Different Mechanisms Cause Instability During Freeze-Thaw Cycles
Ice crystals that are formed during the freeze-thaw process can cause cell membranes to rupture. Rapid freezing results in ice crystal formation in the outer parts of cells, which causes the interior of the cells to expand, pushing against the plasma membrane until the cell bursts. While slow cooling allows water to leach out and reduce ice crystal formation, slow cooling still leads to cell rupture due to an imbalance in osmotic pressure. If you are freezing live cells or microorganisms, both of these processes can greatly decrease viability.
In addition to mechanically damaging cells, ice crystals can also cause the salts and proteins in the buffer to become concentrated. This problem is known as freeze concentration and can cause significant stress on the stability of proteins. Although the exact mechanism of ice-induced protein denaturation is not fully understood we do know that changes in the physical environment of the protein lead to stresses that can impact stability. For example, freeze concentration has been shown to cause protein unfolding at the ice:aqueous interface for several proteins, including, azurin, liver alcohol dehydrogenase and alkaline phosphatase.
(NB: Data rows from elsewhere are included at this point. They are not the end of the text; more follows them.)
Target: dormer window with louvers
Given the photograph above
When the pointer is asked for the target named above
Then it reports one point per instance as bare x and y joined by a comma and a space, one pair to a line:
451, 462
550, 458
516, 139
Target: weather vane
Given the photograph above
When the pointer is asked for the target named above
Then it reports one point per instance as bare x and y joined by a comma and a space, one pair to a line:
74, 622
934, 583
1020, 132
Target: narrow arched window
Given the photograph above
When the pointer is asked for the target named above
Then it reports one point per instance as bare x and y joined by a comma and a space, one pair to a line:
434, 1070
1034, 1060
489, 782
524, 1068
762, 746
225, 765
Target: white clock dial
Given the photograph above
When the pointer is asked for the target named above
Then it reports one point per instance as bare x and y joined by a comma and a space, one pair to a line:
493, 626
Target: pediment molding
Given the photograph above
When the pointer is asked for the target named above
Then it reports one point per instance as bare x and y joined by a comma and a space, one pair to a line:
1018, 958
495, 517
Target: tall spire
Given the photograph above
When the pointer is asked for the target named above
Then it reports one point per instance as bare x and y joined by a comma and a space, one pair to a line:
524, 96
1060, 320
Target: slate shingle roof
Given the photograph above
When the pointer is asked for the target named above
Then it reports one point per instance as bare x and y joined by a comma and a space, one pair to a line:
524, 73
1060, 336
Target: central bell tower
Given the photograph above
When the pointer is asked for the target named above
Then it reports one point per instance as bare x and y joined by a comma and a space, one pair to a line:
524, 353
Another common problem seen as a result of multiple freeze-thaw cycles is oxidative stress, which may be generated through different mechanisms. Ice crystal-induced damage to organelle structures could lead to activation of rescue systems that are associated with energy generation. This results in a subsequent increase in oxidative stress and production of reactive oxygen species (ROS, free radicals produced as by-products of reduction-oxidation, or redox, reactions). When the balance between ROS and antioxidants is lost, oxidative stress results in molecular damage to DNA, proteins, and lipids in the cell. Some studies have shown that thawed cells contain an increase in phosphorylated H2AX,a marker of double strand breaks in DNA.
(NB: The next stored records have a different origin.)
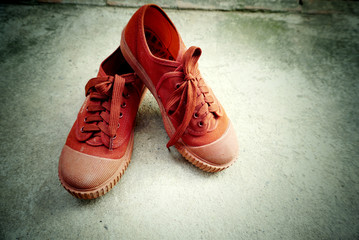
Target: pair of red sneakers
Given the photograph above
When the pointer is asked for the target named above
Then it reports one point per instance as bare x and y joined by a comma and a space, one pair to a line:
152, 54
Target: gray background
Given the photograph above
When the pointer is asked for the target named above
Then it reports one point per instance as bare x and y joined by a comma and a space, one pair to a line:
288, 80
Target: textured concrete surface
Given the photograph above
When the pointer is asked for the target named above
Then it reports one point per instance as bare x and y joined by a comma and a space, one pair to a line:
299, 6
289, 82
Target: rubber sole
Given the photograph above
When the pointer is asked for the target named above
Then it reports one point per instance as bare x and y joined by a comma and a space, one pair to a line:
180, 145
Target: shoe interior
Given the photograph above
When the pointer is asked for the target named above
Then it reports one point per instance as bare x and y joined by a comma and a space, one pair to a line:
161, 36
116, 64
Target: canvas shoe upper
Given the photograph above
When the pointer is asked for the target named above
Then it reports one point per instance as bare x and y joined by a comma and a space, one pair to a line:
193, 117
99, 146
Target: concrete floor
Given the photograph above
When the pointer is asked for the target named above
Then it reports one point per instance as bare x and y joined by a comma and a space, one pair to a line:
289, 83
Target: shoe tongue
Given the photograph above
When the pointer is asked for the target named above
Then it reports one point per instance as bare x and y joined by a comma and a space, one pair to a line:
180, 53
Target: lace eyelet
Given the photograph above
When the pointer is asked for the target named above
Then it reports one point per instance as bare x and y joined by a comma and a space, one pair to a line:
127, 95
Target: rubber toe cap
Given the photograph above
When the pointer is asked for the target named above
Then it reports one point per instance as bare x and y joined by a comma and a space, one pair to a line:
221, 152
82, 171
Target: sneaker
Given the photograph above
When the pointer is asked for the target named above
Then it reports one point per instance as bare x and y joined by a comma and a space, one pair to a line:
193, 117
99, 146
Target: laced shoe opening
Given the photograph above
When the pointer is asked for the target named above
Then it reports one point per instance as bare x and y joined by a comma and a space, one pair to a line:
161, 35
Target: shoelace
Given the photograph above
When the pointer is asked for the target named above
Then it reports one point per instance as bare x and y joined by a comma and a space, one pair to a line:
187, 96
105, 89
Tips to Minimize the Damage Caused by Freeze-Thaw Cycles
There are two main ways to avoid the changes seen after freeze-thaw cycles:
Don’t do it. The easiest and most obvious solution is to prevent freeze-thaw cycles. As I said at the very beginning, one of the best ways to avoid multiple freeze-thaw cycles is to aliquot everything – your samples, your antibodies, your cells, and anything else you can think of.
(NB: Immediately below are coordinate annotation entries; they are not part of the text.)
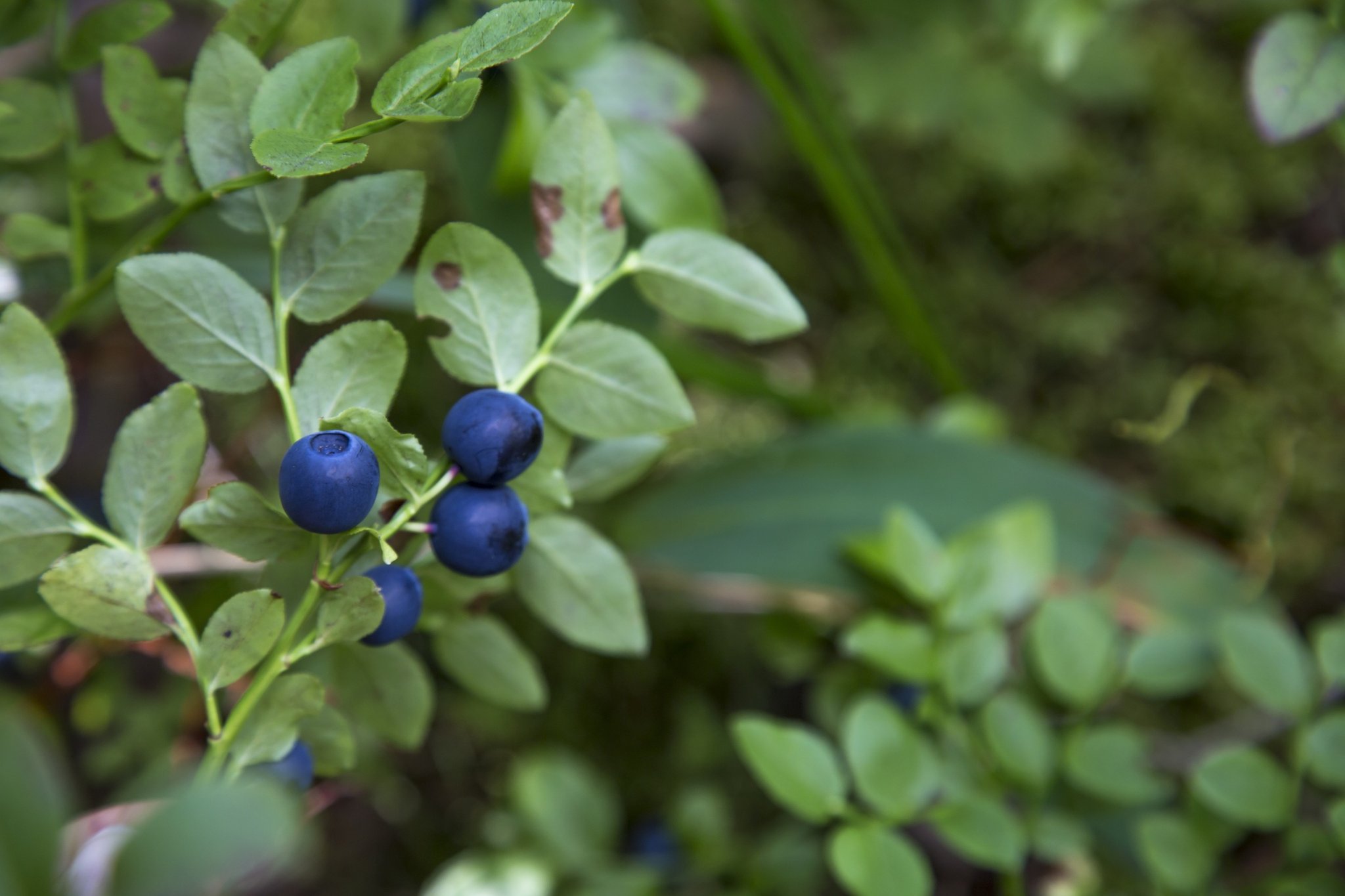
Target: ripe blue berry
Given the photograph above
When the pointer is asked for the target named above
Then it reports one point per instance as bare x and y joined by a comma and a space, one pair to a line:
295, 767
479, 530
328, 481
403, 598
493, 436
Use cryoprotectants. In addition to aliquoting, add a cryprotectant to your cells/samples/etc. to help prevent the stresses caused by freezing.
Cryoprotectants, which are an important addition to samples on their freezing journey, were first discovered in the UK by Christopher Polge in 1949. He inadvertently supplemented an experimental freezing solution with glycerol, resulting in the unexpected survival of his experimentally frozen cells. I’m sure you’ve all used something in the lab that has had glycerol added for this purpose (e.g., antibodies or RNase). Even the antifreeze for your car has glycerol added.
There are two main classes of cryoprotectants:
Intracellular agents.These agents penetrate the cell to prevent the formation of ice crystals and, thereby, membrane rupture. There are several common reagents, including dimethylsulfoxide (DMSO), glycerol, and ethylene glycol. The most common agent used in the lab is DMSO, which provides a high rate of cell survival. However, some groups have shown that it can promote stem cell differentiation in neuronal cells. Also, DMSO can be cytotoxic at room temperature. Even though DMSO may have some drawbacks, it works well enough for most applications.
Extracellular agents. These agents do not penetrate the cell membrane but act by reducing the hyperosmotic effect in the freezing procedure. Common extracellular agents include sucrose, dextrose, and polyvinylpyrrolidone. Cells preserved in extracellular agents (e.g., sucrose) tend to have a lower viability after thawing than DMSO-preserved cells. This may be because extracellular agents don’t prevent ice crystal formation.
Whatever method you use, you should always be mindful of the changes you are causing in your samples during freezing and thawing. Especially those that cannot be seen—they could affect your results.